LA DURE BATAILLE ENGAGÉE PAR LE CHANCELIER
KOHL
Certes, le chancelier Kohl est un vieux routier de la cohabitation qu’il
a déjà connue en France du temps du président Mitterrand,
avec lequel il constituait un tandem harmonieux, mais aussi chez lui où
il gouverne avec une coalition CDU/CSU et FDP. Seulement, la campagne apparemment
anti-européenne de Jospin, qui indiquait que le “super-Maastricht
(était) une concession absurdement faite aux Allemands” et le programme
économique des socialistes l’avaient mis sur ses gardes. La nomination
d’Hubert Védrine, ami personnel de l’un de ses conseillers et européen
convaincu, entouré d’une équipe de pro-Européens occultant
quelque peu l’anti-européen ministre de l’Intérieur Jean-Pierre
Chevènement, devait en principe le rassurer. Tant s’en faut. Le
super-ministre français des Finances, de l’Economie et de l’Industrie,
Dominique Strauss-Kahn (ou DSK) avait jeté un froid à la
réunion des ministres de l’Economie européens tenue au Luxembourg,
quand il avait souhaité rediscuter le pacte de stabilité
et demandé même à ses partenaires européens
“une période d’évaluation”. Le terrain sur lequel avançait
donc Helmut Kohl en venant à Poitiers était miné,
Lionel Jospin réclamant l’adjonction d’un chapitre social au pacte
de stabilité et refusant une Europe uniquement monétaire
qui ne prenne pas en compte les dix-huit millions de chômeurs. Rien
qu’en Allemagne, on dénombre 4,4 millions de chômeurs et,
en France, 3,1 millions. Dans cette optique, il rejoignait même le
président Chirac favorable à une dimension sociale du pacte
de stabilité. Le 69e sommet s’achevait apparemment, sur un constat
d’échec. Mais Paris et Bonn écartaient l’éventualité
d’une crise. Et Jospin annonçait “nous sommes sur la bonne voie”.

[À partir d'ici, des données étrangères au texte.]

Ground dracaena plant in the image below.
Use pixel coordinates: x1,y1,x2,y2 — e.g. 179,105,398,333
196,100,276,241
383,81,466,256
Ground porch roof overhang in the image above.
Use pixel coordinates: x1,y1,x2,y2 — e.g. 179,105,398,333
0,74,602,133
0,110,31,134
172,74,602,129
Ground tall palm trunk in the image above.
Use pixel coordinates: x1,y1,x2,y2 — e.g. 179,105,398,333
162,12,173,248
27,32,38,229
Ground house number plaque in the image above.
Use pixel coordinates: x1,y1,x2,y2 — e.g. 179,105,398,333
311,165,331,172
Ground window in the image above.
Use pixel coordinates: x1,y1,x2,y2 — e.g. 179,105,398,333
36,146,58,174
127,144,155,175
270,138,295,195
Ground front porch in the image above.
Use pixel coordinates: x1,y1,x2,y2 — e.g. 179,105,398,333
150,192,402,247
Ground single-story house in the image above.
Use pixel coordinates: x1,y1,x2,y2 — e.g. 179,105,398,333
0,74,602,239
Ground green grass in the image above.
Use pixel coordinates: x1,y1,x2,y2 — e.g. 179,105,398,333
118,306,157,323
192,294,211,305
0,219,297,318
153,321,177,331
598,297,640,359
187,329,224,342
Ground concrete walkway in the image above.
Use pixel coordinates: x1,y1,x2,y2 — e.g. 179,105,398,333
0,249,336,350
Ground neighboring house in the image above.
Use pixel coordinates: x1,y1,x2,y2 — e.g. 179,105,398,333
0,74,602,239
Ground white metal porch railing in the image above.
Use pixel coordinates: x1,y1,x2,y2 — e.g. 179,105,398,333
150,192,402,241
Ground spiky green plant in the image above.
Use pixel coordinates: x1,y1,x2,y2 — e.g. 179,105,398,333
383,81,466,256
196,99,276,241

Tandis que Kohl inflexible menait une guerre sur plus d’un front. Fragilisé
chez lui, le chancelier Kohl fait l’objet d’une forte contestation due
à la politique de rigueur budgétaire imposée en Allemagne
pour atteindre l’un des critères prioritaires de Maastricht: un
déficit public ne dépassant pas les 3% du PIB. Un trou de
19 milliards de marks dans le budget de 1997 avait incité le ministre
allemand des Finances, Theo Waigel, à recourir - mais en vain -
aux réserves de la Bundesbank: devises et or. Et c’est toute sa
carrière politique que le chancelier a mis en jeu dans la bataille
d’un euro “aussi fort que le deutsche mark”. Et s’il a décidé
de se représenter aux élections de 1998, c’est bien pour
parachever la mise en place de l’euro qui sera lancé le 1er janvier
1999 et, dans les poches des Européens, le 1er janvier 2002.

69e sommet franco-allemand à Poitiers:
Kohl, Chirac, Jospin.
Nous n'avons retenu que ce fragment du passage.